Technology at ICPSR

Wednesday, July 25, 2012

My Amazon Web Services wishlist for the U-M

I'm serving on a University of Michigan task force that is looking at ways in which we can make cloud computing easier for faculty, students, and staff to consume. This presupposes, of course, that at least some of the university community have research or business or other needs that would be well served by a cloud-type solution.

For those of us that are already using the cloud to solve a few different problems -- off-site archival copies, disaster recovery solution for delivery systems, among others -- the problem isn't so much how to get us to use cloud computing, but how the U-M can help us get the most value for our dollar.

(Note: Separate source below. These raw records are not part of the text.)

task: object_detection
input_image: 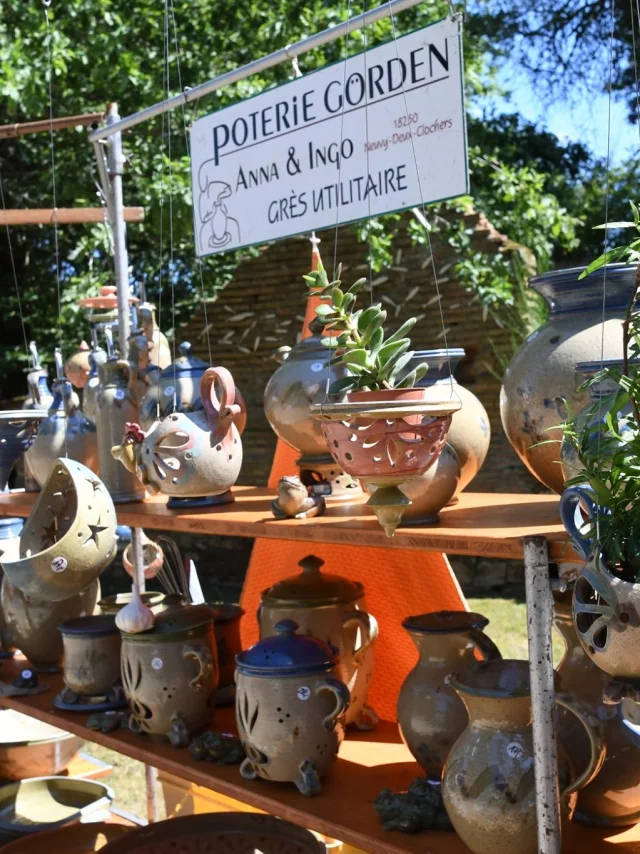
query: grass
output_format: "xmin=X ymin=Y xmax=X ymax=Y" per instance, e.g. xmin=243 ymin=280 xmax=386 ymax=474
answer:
xmin=86 ymin=598 xmax=564 ymax=818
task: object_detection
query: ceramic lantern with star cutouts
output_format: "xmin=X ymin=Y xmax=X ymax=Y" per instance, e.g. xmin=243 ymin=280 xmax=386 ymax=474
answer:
xmin=2 ymin=457 xmax=116 ymax=602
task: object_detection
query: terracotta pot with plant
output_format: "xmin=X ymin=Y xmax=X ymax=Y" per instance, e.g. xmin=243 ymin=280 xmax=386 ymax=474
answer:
xmin=305 ymin=264 xmax=461 ymax=537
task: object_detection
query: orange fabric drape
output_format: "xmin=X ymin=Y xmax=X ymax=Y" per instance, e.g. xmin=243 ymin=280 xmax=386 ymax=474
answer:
xmin=241 ymin=247 xmax=467 ymax=720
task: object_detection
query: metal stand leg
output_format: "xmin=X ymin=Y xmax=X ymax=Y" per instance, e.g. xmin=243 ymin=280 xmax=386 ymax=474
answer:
xmin=524 ymin=537 xmax=561 ymax=854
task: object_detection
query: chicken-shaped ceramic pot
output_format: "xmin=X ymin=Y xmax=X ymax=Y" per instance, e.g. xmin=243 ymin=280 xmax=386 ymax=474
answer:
xmin=1 ymin=457 xmax=116 ymax=602
xmin=112 ymin=367 xmax=246 ymax=499
xmin=236 ymin=620 xmax=350 ymax=795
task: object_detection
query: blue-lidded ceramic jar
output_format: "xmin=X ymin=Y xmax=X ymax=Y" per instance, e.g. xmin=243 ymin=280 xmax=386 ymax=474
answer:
xmin=236 ymin=620 xmax=350 ymax=795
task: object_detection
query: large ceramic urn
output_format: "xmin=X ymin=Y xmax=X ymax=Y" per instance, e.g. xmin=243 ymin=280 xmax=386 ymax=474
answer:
xmin=442 ymin=660 xmax=605 ymax=854
xmin=258 ymin=555 xmax=378 ymax=730
xmin=553 ymin=589 xmax=640 ymax=827
xmin=236 ymin=620 xmax=349 ymax=795
xmin=500 ymin=264 xmax=636 ymax=493
xmin=264 ymin=319 xmax=361 ymax=500
xmin=26 ymin=349 xmax=98 ymax=488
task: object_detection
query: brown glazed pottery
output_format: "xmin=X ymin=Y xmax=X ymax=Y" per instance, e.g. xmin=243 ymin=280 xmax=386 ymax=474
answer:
xmin=2 ymin=821 xmax=131 ymax=854
xmin=122 ymin=605 xmax=218 ymax=745
xmin=258 ymin=555 xmax=378 ymax=730
xmin=442 ymin=659 xmax=605 ymax=854
xmin=211 ymin=602 xmax=244 ymax=706
xmin=397 ymin=611 xmax=501 ymax=780
xmin=0 ymin=709 xmax=83 ymax=780
xmin=92 ymin=812 xmax=326 ymax=854
xmin=0 ymin=575 xmax=100 ymax=673
xmin=236 ymin=620 xmax=349 ymax=795
xmin=553 ymin=589 xmax=640 ymax=827
xmin=58 ymin=614 xmax=121 ymax=703
xmin=500 ymin=264 xmax=636 ymax=493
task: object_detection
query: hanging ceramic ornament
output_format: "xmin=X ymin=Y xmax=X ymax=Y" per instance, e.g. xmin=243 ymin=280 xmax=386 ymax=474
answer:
xmin=112 ymin=367 xmax=246 ymax=507
xmin=311 ymin=388 xmax=461 ymax=537
xmin=27 ymin=348 xmax=98 ymax=488
xmin=1 ymin=458 xmax=116 ymax=602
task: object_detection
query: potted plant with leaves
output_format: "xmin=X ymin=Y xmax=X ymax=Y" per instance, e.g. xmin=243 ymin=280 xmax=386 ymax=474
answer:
xmin=305 ymin=265 xmax=460 ymax=536
xmin=560 ymin=205 xmax=640 ymax=693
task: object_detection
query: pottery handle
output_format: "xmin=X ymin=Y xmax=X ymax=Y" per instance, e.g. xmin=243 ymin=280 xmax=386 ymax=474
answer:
xmin=316 ymin=679 xmax=351 ymax=732
xmin=465 ymin=629 xmax=502 ymax=661
xmin=556 ymin=691 xmax=607 ymax=798
xmin=342 ymin=611 xmax=378 ymax=665
xmin=182 ymin=644 xmax=213 ymax=691
xmin=560 ymin=485 xmax=598 ymax=560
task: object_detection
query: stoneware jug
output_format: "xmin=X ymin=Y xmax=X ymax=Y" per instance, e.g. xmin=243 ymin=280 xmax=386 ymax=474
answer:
xmin=500 ymin=264 xmax=636 ymax=493
xmin=560 ymin=486 xmax=640 ymax=682
xmin=397 ymin=611 xmax=501 ymax=781
xmin=113 ymin=367 xmax=245 ymax=498
xmin=236 ymin=620 xmax=349 ymax=795
xmin=0 ymin=575 xmax=100 ymax=673
xmin=442 ymin=659 xmax=605 ymax=854
xmin=258 ymin=555 xmax=378 ymax=730
xmin=2 ymin=459 xmax=117 ymax=602
xmin=122 ymin=605 xmax=218 ymax=746
xmin=553 ymin=588 xmax=640 ymax=827
xmin=96 ymin=356 xmax=145 ymax=504
xmin=26 ymin=349 xmax=98 ymax=489
xmin=264 ymin=318 xmax=362 ymax=501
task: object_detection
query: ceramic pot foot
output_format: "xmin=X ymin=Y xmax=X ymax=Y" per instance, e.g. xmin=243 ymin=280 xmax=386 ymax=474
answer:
xmin=354 ymin=706 xmax=380 ymax=732
xmin=295 ymin=759 xmax=322 ymax=797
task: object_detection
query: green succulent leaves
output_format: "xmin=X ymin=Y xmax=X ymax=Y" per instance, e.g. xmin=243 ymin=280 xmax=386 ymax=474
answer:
xmin=304 ymin=264 xmax=427 ymax=394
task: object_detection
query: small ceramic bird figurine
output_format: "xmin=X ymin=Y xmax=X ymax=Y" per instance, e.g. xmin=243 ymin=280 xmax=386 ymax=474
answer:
xmin=271 ymin=475 xmax=327 ymax=519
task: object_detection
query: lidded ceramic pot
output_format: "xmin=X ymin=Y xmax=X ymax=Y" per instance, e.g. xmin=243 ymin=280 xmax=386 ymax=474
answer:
xmin=0 ymin=575 xmax=100 ymax=673
xmin=264 ymin=318 xmax=362 ymax=500
xmin=138 ymin=341 xmax=209 ymax=430
xmin=122 ymin=605 xmax=218 ymax=745
xmin=26 ymin=349 xmax=98 ymax=488
xmin=553 ymin=588 xmax=640 ymax=827
xmin=236 ymin=620 xmax=349 ymax=795
xmin=258 ymin=555 xmax=378 ymax=730
xmin=442 ymin=659 xmax=605 ymax=854
xmin=500 ymin=264 xmax=636 ymax=493
xmin=397 ymin=611 xmax=501 ymax=781
xmin=58 ymin=614 xmax=123 ymax=706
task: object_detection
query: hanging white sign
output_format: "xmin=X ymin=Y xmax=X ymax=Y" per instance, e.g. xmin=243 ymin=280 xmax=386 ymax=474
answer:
xmin=191 ymin=19 xmax=468 ymax=256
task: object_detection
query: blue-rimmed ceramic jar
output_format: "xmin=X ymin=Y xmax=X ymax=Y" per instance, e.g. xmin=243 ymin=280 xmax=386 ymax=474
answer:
xmin=236 ymin=620 xmax=349 ymax=795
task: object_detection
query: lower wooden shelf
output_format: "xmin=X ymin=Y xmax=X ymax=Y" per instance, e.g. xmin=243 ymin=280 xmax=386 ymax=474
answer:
xmin=0 ymin=660 xmax=640 ymax=854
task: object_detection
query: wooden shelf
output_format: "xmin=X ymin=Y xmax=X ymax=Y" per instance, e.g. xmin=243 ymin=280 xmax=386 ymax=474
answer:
xmin=0 ymin=486 xmax=578 ymax=561
xmin=0 ymin=660 xmax=640 ymax=854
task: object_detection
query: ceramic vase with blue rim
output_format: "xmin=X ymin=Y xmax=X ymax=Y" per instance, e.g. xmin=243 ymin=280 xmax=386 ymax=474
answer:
xmin=500 ymin=264 xmax=636 ymax=493
xmin=236 ymin=620 xmax=349 ymax=795
xmin=560 ymin=486 xmax=640 ymax=688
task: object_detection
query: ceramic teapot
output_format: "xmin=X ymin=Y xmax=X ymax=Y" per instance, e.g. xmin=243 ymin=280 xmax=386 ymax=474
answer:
xmin=442 ymin=659 xmax=605 ymax=854
xmin=2 ymin=459 xmax=117 ymax=602
xmin=236 ymin=620 xmax=349 ymax=795
xmin=397 ymin=611 xmax=501 ymax=781
xmin=258 ymin=555 xmax=378 ymax=730
xmin=26 ymin=348 xmax=98 ymax=488
xmin=112 ymin=367 xmax=246 ymax=498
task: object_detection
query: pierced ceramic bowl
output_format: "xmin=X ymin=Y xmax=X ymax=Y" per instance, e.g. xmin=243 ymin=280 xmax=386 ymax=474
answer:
xmin=2 ymin=458 xmax=116 ymax=602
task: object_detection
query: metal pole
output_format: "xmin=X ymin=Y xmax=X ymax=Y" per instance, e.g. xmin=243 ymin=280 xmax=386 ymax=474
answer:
xmin=524 ymin=537 xmax=561 ymax=854
xmin=89 ymin=0 xmax=430 ymax=142
xmin=105 ymin=104 xmax=129 ymax=352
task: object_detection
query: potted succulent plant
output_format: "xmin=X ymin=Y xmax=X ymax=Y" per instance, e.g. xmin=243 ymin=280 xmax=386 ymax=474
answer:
xmin=305 ymin=264 xmax=460 ymax=536
xmin=560 ymin=206 xmax=640 ymax=683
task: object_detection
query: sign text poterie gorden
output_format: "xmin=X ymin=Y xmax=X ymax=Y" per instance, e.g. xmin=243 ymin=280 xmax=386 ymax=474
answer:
xmin=191 ymin=19 xmax=468 ymax=256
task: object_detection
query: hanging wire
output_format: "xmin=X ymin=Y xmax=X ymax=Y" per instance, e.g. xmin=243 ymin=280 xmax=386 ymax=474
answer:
xmin=387 ymin=0 xmax=456 ymax=397
xmin=170 ymin=0 xmax=213 ymax=365
xmin=0 ymin=172 xmax=30 ymax=359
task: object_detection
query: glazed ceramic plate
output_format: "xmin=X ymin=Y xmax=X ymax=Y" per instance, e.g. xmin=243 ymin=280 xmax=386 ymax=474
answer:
xmin=103 ymin=812 xmax=327 ymax=854
xmin=0 ymin=777 xmax=114 ymax=834
xmin=2 ymin=822 xmax=130 ymax=854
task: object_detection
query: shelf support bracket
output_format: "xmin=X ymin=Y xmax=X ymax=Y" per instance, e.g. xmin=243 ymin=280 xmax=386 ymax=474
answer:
xmin=524 ymin=537 xmax=561 ymax=854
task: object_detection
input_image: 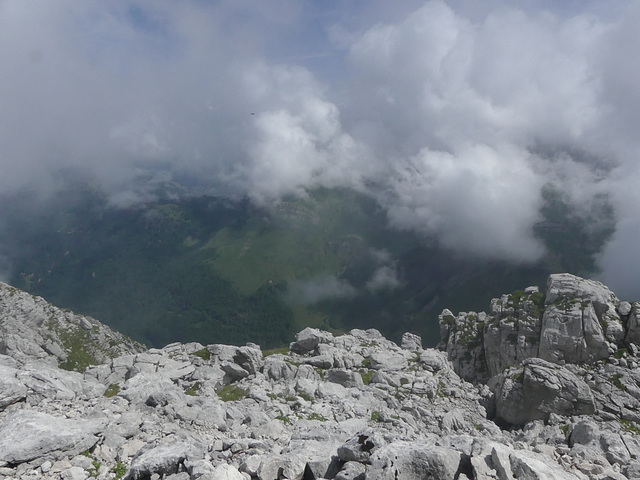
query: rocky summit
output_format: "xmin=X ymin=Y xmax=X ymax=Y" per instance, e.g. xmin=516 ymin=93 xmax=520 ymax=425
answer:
xmin=0 ymin=274 xmax=640 ymax=480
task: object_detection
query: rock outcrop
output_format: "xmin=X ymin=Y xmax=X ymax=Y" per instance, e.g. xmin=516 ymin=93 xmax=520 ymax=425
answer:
xmin=0 ymin=275 xmax=640 ymax=480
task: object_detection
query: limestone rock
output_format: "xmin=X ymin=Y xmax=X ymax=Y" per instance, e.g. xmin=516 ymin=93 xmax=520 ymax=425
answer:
xmin=366 ymin=442 xmax=461 ymax=480
xmin=0 ymin=366 xmax=27 ymax=409
xmin=496 ymin=359 xmax=595 ymax=425
xmin=125 ymin=442 xmax=195 ymax=480
xmin=0 ymin=410 xmax=106 ymax=464
xmin=289 ymin=327 xmax=333 ymax=353
xmin=400 ymin=332 xmax=422 ymax=351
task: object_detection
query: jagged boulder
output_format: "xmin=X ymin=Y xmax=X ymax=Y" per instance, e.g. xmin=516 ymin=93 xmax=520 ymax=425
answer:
xmin=0 ymin=410 xmax=107 ymax=464
xmin=366 ymin=441 xmax=462 ymax=480
xmin=539 ymin=297 xmax=609 ymax=364
xmin=438 ymin=309 xmax=487 ymax=381
xmin=495 ymin=358 xmax=595 ymax=425
xmin=125 ymin=442 xmax=202 ymax=480
xmin=545 ymin=273 xmax=625 ymax=344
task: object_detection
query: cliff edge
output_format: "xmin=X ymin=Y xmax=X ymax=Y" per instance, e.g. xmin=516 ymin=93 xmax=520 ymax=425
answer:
xmin=0 ymin=274 xmax=640 ymax=480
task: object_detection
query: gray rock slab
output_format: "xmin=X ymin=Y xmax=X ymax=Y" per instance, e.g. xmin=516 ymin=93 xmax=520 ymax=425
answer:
xmin=0 ymin=410 xmax=107 ymax=463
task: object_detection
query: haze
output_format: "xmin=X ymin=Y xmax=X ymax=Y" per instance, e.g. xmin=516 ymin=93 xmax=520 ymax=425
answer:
xmin=0 ymin=0 xmax=640 ymax=298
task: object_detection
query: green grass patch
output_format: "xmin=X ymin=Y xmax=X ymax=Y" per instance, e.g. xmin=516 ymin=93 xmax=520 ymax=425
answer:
xmin=620 ymin=418 xmax=640 ymax=435
xmin=56 ymin=327 xmax=98 ymax=373
xmin=218 ymin=385 xmax=249 ymax=402
xmin=262 ymin=347 xmax=289 ymax=358
xmin=191 ymin=347 xmax=211 ymax=361
xmin=276 ymin=415 xmax=293 ymax=425
xmin=111 ymin=460 xmax=127 ymax=480
xmin=104 ymin=383 xmax=120 ymax=398
xmin=613 ymin=348 xmax=628 ymax=360
xmin=184 ymin=382 xmax=202 ymax=397
xmin=360 ymin=370 xmax=376 ymax=385
xmin=298 ymin=392 xmax=315 ymax=402
xmin=307 ymin=413 xmax=327 ymax=422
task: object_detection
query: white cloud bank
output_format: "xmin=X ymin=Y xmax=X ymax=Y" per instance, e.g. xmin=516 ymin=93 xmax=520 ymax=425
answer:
xmin=0 ymin=0 xmax=640 ymax=296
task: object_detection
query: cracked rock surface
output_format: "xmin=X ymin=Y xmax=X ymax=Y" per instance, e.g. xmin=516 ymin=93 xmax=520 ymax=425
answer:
xmin=0 ymin=274 xmax=640 ymax=480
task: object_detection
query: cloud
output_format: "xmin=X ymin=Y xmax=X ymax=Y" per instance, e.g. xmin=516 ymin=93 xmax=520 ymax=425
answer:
xmin=0 ymin=0 xmax=640 ymax=292
xmin=291 ymin=275 xmax=357 ymax=304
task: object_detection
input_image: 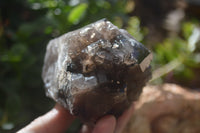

With this in mind I offer my Amazon Web Services (AWS) wishlist for the U-M:

Build Amazon Machine Images (AMI) for 64-bit Red Hat Linux (and, optionally, 64-bit Windows Server). Put any security or system or software goodies into the image that would be available to the entire university community (IT directors, grad students, casual users). This saves us from needing to build and maintain our own AMI or, worse, using one from a third-party.
Deploy an AWS Virtual Private Cloud (VPC) that connects our own little piece of AWS “cloud space” to the rest of campus over a secure link. Allow instances running within this VPC to access infrastructure such as Active Director. Treat this part of AWS as if it were just another network (or data center) on campus. This enables us to deploy services dependent upon campus infrastructure in AWS more easily.
Deploy an AWS Direct Connect between the VPC and UMnet (or Merit [the State of Michigan research and education network] or Abilene [Internet2's national network]). This grants us a fast, secure, inexpensive pipe for moving content between campus and AWS. We could start to deploy I/O-intensive resources in AWS more readily if we don’t have to pay for the bits individually.
Implement an agreement where AWS has one customer (the University of Michigan) rather than many. (ICPSR alone has four different identities within AWS, largely so that we can map expenses from one identity to a university account.) This one customer would have different sub-accounts, and the usage across ALL of the sub-accounts would roll up to set pricing. ICPSR stores over 1TB of content in AWS S3 for example, and so our GB/month rate is $0.11. Other uses at U-M who store content in AWS S3, but less than 1TB, are paying over $0.12/GB/month. That is only a small amount more than $0.01/GB, but it adds up over ALL accounts each month.
Explore the feasibility of allowing one to use U-M credentials (via Shibboleth?) to access key web applications at AWS, such as the AWS Management Console. We currently have to provision a separate email address and local (to AWS) password.
Explore the feasibility of using an AWS Storage Gateway as a means to deliver additional storage needs for bursty or short-lived storage needs. It would be fabulous if we could buy nearly unlimited space in the U-M storage cloud. This is more feasible if we can use AWS storage for short-lived "bursts" of temporary storage.

Monday, July 23, 2012

ICPSR web site maintenance

We ran into a few problems last Wednesday during our system update. We rolled back the changes, and are giving it another go this evening at 10pm EDT. We're going to move traffic to our replica in the cloud during the maintenance so that we have more time for troubleshooting.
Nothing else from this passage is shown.